Nalongo Muzaala Bana (the twin mother that produces quadruples) is what Mariam Nabatanzi Babirye goes by where she resides in Kabimbiri village, Mukono District in Uganda.
At 37, Nabatanzi has 38 children whom she has delivered from home except the last born who is four months old.
She was delivered by caesarean section. Among her children are six sets of twins, four sets of triplets, three sets of quadruples and single births.
Ten of these are girls and the rest are boys. The oldest is 23 years old while the youngest four months.
She was married off at 12 years of age after surviving death; allegedly at her stepmother’s hands who apparently pounded glass and mixed it in the food she gave Nabatanzi and her four siblings.
Fortunately, she was away unlike her siblings who ate the food and died on the spot.
In 1993, she was married off to a 40-year-old man.
“I did not know I was being married off.
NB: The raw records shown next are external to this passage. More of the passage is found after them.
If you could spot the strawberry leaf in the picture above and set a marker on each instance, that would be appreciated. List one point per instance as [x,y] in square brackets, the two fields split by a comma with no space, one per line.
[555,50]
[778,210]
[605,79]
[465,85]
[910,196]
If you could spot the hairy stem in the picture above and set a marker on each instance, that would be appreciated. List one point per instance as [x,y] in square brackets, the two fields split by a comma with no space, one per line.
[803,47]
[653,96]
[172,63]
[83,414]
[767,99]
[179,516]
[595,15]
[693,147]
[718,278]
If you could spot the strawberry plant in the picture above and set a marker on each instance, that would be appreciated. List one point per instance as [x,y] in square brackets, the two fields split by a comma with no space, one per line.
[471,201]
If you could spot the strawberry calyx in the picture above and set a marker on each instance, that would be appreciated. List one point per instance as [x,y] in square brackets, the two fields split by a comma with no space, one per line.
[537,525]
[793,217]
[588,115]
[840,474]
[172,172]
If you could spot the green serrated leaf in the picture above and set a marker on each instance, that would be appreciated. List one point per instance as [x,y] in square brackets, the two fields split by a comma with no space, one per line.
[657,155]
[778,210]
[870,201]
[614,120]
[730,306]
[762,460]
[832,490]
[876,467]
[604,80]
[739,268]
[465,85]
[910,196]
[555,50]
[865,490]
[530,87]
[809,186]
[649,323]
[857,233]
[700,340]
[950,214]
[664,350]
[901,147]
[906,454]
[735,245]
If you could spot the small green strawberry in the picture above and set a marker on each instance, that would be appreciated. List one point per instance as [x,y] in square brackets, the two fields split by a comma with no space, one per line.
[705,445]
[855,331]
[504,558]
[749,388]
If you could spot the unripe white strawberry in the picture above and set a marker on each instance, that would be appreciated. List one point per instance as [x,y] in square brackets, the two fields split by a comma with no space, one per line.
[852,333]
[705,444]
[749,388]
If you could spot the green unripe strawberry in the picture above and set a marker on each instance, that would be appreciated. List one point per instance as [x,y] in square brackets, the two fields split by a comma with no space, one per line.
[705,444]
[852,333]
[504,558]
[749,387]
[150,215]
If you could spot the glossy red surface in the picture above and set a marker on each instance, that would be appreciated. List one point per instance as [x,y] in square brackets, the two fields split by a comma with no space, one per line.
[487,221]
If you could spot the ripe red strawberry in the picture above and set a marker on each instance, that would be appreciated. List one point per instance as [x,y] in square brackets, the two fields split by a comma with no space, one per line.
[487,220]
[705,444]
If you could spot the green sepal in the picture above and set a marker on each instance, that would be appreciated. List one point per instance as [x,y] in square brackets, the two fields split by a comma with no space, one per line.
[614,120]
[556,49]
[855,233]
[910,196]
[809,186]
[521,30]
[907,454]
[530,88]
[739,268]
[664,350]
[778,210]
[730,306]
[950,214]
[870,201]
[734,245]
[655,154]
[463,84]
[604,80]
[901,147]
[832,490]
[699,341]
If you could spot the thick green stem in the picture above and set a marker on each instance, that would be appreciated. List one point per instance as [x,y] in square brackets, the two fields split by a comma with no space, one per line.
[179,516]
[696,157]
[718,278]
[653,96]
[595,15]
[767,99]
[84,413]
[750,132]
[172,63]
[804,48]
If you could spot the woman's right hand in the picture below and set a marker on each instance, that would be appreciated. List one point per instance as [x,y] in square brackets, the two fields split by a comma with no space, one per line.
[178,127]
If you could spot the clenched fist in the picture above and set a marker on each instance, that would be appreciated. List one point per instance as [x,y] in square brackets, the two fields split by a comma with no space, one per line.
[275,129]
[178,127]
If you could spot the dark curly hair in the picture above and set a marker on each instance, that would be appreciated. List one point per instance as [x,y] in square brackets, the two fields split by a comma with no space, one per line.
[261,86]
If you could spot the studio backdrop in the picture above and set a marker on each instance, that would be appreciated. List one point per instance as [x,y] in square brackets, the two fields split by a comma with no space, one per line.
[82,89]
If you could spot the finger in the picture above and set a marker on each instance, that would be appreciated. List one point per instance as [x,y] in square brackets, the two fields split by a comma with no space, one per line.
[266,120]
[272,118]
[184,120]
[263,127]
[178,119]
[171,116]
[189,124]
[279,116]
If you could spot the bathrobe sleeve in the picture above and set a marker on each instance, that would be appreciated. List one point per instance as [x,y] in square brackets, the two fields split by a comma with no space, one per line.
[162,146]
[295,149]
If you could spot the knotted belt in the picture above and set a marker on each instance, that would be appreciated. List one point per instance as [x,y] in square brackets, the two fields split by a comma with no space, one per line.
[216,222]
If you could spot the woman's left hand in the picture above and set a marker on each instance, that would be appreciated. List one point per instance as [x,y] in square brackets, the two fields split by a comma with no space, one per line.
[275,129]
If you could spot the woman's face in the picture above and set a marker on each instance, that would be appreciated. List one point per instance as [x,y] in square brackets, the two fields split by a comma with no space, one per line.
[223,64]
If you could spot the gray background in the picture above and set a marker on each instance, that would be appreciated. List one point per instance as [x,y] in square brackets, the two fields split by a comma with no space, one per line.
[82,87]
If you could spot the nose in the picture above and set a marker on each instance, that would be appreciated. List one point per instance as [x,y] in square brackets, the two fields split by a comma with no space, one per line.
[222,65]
People came home and brought things for my father,” she recalls.
Being only a young girl, she found marriage a difficult task in the new family.
In 1994, when she was 13, Nabatanzi gave birth to twins.
Two years later, she gave birth to triplets and a year and seven months after that added a set of quadruplets.
This, she says, was nothing strange to her because she had seen it before in her lineage.
“My father gave birth to 45 children with different women and these all came in quintuplets, quadruples, twins and triplets,” she says.
Indeed, Dr Charles Kiggundu, a gynecologist at Mulago Hospital and President of gynaecologists and obstetricians in Uganda, says it is very possible for Nabatanzi to have taken after her father.
“Her case is genetic predisposition to hyper-ovulate (releasing multiple eggs in one cycle), which significantly increases the chance of having multiples; it is always genetic,” he explains.
By her sixth delivery, Nabatanzi had had 18 children and wanted to stop, so, she went to see a doctor at Namaliili Hospital.
The doctor told Nabatanzi that she could not be stopped then because she had a high ovary count, which would eventually kill her if she stopped.
“Having these unfertilised eggs accumulate poses not only a threat to destroy the reproductive system but can also make the woman lose their lives,” Dr Ahmed Kikomeko from Kawempe General Hospital explains.
“I was advised to keep producing since putting this on hold would mean death,” she explains.